Market news
25.01.2013, 17:20

Oil headed for the longest rising streak since April 2009.

Oil headed for a seventh weekly gain in New York, the longest run of advances in almost four years, on speculation that stronger economic growth will boost demand.

Prices were little changed today as the euro strengthened against the dollar after the European Central Bank said banks will hand back a greater amount of loans than analysts estimated and German business confidence rose for a third month in January. U.S. oil demand increased last week by the most in a month, government data showed yesterday.

Some 278 financial institutions will return 137.2 billion euros ($184.4 billion) on Jan. 30, the first opportunity for early repayment of the initial three-year loan, the Frankfurt- based ECB said in a statement today. That compares with the median forecast of 84 billion euros in a Bloomberg News survey of economists.

The German Ifo institute’s business climate index, based on a survey of 7,000 executives, climbed to 104.2 from 102.4 in December. That’s the highest since June and the third straight gain. Economists predicted an increase to 103, according to a Bloomberg survey.

The euro gained as much as 0.8 percent to $1.3479, the highest level since February.

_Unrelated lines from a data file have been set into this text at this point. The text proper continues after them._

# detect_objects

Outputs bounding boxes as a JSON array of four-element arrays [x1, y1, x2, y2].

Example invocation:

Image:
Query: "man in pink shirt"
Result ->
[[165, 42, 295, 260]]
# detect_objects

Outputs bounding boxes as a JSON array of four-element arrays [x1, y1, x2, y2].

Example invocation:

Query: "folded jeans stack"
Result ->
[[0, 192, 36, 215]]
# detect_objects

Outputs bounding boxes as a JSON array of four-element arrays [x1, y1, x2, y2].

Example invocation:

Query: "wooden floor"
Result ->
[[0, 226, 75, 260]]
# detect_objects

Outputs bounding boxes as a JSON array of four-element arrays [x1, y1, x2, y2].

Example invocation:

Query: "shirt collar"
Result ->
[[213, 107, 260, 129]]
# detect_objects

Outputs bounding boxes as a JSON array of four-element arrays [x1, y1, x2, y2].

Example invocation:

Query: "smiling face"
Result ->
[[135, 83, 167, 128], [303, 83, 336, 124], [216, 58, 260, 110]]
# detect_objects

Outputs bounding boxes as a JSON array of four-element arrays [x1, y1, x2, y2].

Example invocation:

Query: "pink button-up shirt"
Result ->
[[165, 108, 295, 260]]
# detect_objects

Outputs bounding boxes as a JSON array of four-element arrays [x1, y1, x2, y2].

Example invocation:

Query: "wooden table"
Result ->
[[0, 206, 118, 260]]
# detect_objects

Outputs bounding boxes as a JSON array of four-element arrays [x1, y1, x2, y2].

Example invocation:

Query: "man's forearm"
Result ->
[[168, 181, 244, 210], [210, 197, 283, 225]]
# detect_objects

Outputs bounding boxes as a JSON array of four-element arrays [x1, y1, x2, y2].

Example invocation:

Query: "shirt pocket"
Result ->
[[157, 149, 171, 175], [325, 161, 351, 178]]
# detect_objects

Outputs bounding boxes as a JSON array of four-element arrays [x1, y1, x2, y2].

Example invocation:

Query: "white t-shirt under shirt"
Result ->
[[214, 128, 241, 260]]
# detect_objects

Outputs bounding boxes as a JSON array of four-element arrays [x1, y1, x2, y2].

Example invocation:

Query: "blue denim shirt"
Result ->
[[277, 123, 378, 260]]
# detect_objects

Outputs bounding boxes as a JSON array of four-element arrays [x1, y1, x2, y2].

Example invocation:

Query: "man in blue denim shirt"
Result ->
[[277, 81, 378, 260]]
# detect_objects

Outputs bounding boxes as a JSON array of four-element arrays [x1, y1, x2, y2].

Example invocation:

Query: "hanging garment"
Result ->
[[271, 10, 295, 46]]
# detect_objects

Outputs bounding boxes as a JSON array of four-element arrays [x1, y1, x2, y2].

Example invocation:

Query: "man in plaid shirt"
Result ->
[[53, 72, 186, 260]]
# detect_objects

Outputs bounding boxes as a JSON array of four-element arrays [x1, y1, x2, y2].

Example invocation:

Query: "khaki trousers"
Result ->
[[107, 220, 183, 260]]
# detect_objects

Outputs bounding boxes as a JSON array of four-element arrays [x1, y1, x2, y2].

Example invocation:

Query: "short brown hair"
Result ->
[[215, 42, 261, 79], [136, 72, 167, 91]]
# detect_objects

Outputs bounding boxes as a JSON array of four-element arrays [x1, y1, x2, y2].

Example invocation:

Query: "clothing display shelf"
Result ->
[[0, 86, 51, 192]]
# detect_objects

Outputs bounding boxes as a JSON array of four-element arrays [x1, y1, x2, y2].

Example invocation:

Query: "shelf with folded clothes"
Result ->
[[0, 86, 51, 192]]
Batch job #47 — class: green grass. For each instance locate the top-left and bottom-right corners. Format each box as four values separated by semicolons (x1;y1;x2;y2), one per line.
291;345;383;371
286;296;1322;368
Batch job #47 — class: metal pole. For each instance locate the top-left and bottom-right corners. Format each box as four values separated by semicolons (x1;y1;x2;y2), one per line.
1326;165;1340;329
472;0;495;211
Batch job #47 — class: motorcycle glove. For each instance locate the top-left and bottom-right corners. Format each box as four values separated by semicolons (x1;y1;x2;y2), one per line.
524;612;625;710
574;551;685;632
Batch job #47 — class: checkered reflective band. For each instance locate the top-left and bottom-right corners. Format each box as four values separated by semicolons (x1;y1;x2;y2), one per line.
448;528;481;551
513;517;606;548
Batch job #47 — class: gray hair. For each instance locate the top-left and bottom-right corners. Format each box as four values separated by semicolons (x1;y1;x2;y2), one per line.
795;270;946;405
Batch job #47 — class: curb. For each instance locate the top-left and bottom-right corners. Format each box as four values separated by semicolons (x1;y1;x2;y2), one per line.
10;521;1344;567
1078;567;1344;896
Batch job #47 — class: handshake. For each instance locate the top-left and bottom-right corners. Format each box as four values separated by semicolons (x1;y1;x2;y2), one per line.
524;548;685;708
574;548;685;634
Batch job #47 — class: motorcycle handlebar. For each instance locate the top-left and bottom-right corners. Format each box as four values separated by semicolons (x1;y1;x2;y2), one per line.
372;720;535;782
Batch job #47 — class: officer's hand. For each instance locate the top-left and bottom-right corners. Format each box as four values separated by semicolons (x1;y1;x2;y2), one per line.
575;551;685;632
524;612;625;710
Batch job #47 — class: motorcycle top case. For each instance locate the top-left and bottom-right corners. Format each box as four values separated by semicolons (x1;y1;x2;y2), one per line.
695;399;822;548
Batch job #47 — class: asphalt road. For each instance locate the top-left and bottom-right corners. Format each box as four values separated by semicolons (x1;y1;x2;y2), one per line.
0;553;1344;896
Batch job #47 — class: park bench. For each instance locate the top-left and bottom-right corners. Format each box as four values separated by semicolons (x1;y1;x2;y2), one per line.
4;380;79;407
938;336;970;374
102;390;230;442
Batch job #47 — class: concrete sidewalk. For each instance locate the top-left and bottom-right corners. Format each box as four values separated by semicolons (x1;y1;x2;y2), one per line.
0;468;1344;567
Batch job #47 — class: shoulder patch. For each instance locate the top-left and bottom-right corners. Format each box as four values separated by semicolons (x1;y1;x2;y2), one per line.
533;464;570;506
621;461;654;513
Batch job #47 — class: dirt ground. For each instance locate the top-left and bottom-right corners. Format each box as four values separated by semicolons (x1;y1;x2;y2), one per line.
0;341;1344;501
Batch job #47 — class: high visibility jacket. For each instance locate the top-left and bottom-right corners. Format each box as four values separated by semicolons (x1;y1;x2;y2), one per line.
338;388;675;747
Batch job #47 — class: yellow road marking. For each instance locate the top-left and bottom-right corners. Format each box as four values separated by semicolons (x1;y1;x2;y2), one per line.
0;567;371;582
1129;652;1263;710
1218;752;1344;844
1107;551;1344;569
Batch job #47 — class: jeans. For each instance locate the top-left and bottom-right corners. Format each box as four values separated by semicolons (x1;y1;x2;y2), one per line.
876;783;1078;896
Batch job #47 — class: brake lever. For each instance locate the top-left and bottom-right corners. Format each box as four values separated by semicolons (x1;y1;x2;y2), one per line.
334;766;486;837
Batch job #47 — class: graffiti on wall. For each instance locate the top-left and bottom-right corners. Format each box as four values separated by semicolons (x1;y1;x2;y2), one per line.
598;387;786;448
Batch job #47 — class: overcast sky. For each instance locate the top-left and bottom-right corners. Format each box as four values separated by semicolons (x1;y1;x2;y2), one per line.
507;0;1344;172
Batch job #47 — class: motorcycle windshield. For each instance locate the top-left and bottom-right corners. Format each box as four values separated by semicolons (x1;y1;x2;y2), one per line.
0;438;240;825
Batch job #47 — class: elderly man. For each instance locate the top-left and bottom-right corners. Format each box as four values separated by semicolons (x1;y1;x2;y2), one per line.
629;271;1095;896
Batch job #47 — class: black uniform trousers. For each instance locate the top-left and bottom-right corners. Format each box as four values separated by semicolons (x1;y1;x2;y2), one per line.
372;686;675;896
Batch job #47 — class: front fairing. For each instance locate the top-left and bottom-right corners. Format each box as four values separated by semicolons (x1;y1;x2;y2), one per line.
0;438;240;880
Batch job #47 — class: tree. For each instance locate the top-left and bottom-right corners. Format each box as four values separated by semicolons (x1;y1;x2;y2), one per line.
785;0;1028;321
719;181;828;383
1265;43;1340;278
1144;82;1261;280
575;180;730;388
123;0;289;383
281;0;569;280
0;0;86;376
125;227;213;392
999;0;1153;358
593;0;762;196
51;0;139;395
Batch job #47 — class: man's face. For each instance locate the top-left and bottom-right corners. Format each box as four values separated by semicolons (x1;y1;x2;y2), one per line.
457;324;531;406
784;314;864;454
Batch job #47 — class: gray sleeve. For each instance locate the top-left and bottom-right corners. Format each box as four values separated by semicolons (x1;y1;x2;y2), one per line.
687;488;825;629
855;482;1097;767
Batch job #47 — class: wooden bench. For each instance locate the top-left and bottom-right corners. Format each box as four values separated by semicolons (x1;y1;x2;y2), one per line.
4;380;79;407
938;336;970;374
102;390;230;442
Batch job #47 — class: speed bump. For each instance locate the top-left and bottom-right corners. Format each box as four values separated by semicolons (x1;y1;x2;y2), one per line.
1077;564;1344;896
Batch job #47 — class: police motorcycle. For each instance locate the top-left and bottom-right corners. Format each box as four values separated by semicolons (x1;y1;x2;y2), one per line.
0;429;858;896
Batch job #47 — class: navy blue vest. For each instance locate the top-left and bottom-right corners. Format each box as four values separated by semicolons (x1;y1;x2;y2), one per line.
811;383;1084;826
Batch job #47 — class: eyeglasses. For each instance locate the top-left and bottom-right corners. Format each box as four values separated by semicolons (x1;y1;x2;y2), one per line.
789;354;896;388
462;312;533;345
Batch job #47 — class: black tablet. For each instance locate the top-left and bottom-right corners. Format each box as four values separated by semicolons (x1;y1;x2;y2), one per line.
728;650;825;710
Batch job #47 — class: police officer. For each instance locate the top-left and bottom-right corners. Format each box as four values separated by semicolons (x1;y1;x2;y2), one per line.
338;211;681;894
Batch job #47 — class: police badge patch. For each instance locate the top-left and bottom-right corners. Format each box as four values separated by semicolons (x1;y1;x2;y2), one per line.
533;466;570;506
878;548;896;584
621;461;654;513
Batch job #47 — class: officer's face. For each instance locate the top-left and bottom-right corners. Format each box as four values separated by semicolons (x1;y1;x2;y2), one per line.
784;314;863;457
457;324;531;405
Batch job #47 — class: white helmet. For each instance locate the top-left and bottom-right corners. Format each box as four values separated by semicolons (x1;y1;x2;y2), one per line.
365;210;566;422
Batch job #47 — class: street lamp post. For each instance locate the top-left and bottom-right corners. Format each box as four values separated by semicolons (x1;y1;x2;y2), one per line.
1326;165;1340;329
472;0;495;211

A strengthening euro increases dollar-denominated oil’s appeal as an investment alternative.

Petroleum consumption in the U.S. climbed 3.9 percent in the week ended Jan. 18 to 18.6 million barrels a day, the Energy Information Administration, the Energy Department’s statistical arm, reported yesterday. Gasoline demand grew 1.3 percent to 8.43 million barrels a day.

West Texas Intermediate for March delivery slid to $95.43 a barrel on the New York Mercantile Exchange. Futures are up 0.3 percent this week, heading for the longest rising streak since April 2009.

Brent for March settlement fell 4 cents to $113.24 a barrel on the London-based ICE Futures Europe exchange. The European benchmark contract was at a premium of $17.36 after contracting to $15.16 on Jan. 17, the narrowest in almost six months.

The Brent-WTI spread widened by $1.83 on Jan. 23 after Enterprise Products Partners LP said capacity was limited at the Jones Creek terminal on the Seaway pipeline, cutting shipments from Cushing, Oklahoma, the delivery point for WTI futures, to the Gulf Coast. The delivery point in Katy, Texas, has allowed Seaway to “make up the difference” from the restrictions, the company said today.